La Belgique, en état d'alerte terroriste, est accusée d'avoir laissé se développer un terrain favorable à l'émergence sur son sol de jihadistes en péchant par excès de "communautarisme" ou en s'égarant dans des débats institutionnels sans fin.
Alors que l'état d'alerte maximale à Bruxelles, instauré samedi, a été prolongé jusqu'à lundi prochain en raison d'une menace d'attentat "sérieuse et imminente", le parti nationaliste flamand N-VA a lancé mardi un violent réquisitoire contre la gauche francophone, sa bête noire politique, rompant l'unité nationale en vigueur depuis les attentats de Paris. "Vingt ans de laxisme du Parti socialiste (PS) et d'+"slamo-socialisme" nous ont conduit où nous nous trouvons aujourd'hui, avec Bruxelles comme base arrière de la barbarie islamique", a accusé le député régional N-VA Karl Vanlouwe dans un texte au vitriol publié par le quotidien francophone Le Soir.

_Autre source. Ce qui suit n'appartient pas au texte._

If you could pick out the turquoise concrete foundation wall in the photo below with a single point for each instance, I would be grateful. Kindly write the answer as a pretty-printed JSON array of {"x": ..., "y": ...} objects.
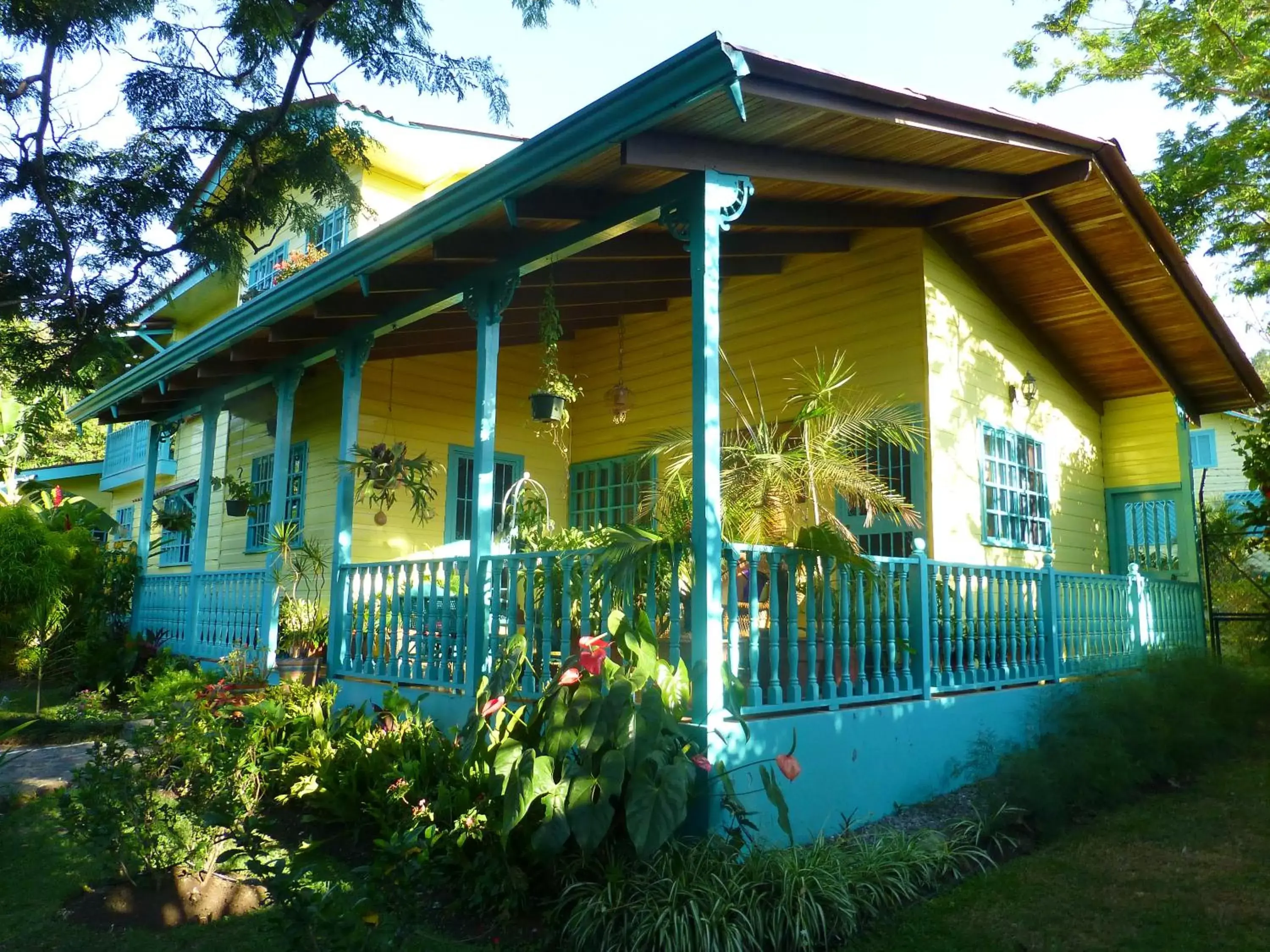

Une des figures historiques du PS, Philippe Moureaux, ancien ministre de la Justice et bourgmestre (maire) de 1992 à 2012 de la commune bruxelloise de Molenbeek-Saint-Jean, par où sont passés de nombreux jihadistes, est particulièrement dans le viseur. "Moureaux était tolérant", critique Karl Vanlouwe, lui reprochant d'avoir fermé les yeux sur ceux qui "intimidaient les filles et femmes sans voile" ou même "vendaient de la drogue et des armes" dans sa commune. "D'autres sont même allés plus loin en se battant aux côtés de l'EI (Etat islamique), en commettant des attentats en Europe de l'Ouest", poursuit l'élu flamand, dont le parti constitue la principale force au sein de la majorité de droite du Premier ministre libéral Charles Michel. "Bruxelles et la Belgique méritent mieux que la stratégie de la N-VA qui divise", a répliqué sur Twitter le PS bruxellois.

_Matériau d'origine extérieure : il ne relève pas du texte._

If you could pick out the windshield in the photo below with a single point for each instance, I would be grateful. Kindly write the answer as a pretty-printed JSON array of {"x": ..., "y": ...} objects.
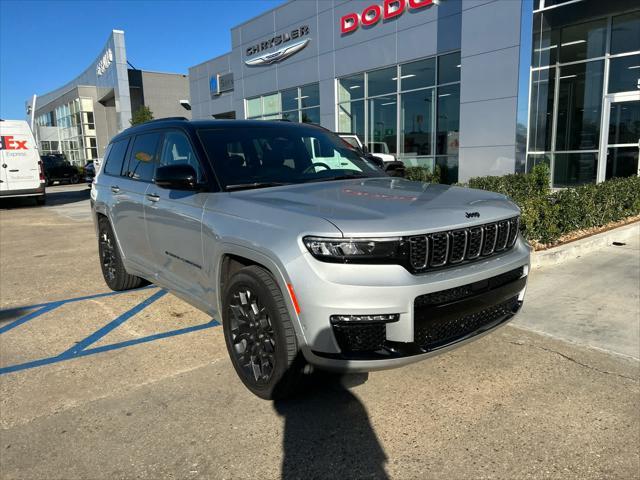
[{"x": 256, "y": 157}]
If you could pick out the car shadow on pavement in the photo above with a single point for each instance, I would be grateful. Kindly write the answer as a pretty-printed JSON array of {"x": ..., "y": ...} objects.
[
  {"x": 54, "y": 198},
  {"x": 327, "y": 433}
]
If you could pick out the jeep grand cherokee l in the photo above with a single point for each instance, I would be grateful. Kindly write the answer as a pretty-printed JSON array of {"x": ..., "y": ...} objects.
[{"x": 308, "y": 254}]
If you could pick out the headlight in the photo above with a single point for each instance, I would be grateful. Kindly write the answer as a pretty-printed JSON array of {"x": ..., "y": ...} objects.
[{"x": 355, "y": 250}]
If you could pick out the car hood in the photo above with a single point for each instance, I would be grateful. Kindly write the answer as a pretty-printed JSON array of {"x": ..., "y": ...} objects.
[{"x": 384, "y": 206}]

"Le jihadisme comble un vide"
"Le "communautarisme" tant décrié pratiqué par Philippe Moureaux se manifestait surtout dans les relations sociales : il recevait tout le monde à la mairie, il avait placé de nombreuses personnes d'origine étrangère sur ses listes électorales, il donnait des subsides à des associations culturelles marocaines", explique le chercheur de l'Université de Liège Hassan Bousetta, spécialiste des politiques d'intégration. "Mais c'est plutôt l'absence de liens forts au sein d'une communauté qui génère le jihadisme", observe le sociologue. "La vision pathologique de l'islam se développe quand les solidarités disparaissent, comme c'est le cas pour des jeunes d'origine marocaine ou algérienne de 2e ou 3e génération. Le jihadisme vient combler un vide. Ceux qu'on a vu à l'oeuvre à Paris ont un profil de gens désocialisés, souvent passés par la délinquance", souligne Hassan Bousetta, relevant que la communauté turque de Belgique, très soudée, ne compte pas, elle, de jihadistes.Le quotidien français Le Monde a jeté mardi un autre pavé dans la mare de la classe politique belge. Son éditorialiste critique la "trop grande tolérance" d'autorités belges surtout soucieuses de ne pas troubler la paix civile. Mais il estime que le royaume, qui depuis 40 ans s'est engagé dans un tortueux chemin vers le fédéralisme, "est resté prisonnier d'un débat institutionnel que l'on a pu trouver pittoresque mais qui tourne au tragique". La réponse, cinglante, de l'éditorialiste de La Libre Belgique ne s'est pas faite attendre : "Il n'est pas question de gommer certaines responsabilités et réalités belges, les lourdeurs institutionnelles (...) Mais les critiques seraient plus facile à accepter si elles venaient (...)d'un Etat qui serait un modèle du vivre ensemble et de l'intégration", réagit Francis Van de Woestyne, regrettant que "la condescendance française n'ait pas de limite". Professeur à l'Université libre de Bruxelles (ULB), où il dirige le centre "Migrations, Asile, Multiculturalisme", Andrea Réa estime que les critiques sur les incohérences du système politique belge relève pour une bonne part de "l'arène politique" et de la concurrence exacerbée entre N-VA et PS. Pour M. Réa, plutôt que de fustiger le modèle fédéral belge, il est plus pertinent de pointer le "manque de coordination au niveau européen". "Les jihadistes sont dans une logique transnationale, alors que les polices campent sur des positions nationales", argue M. Réa.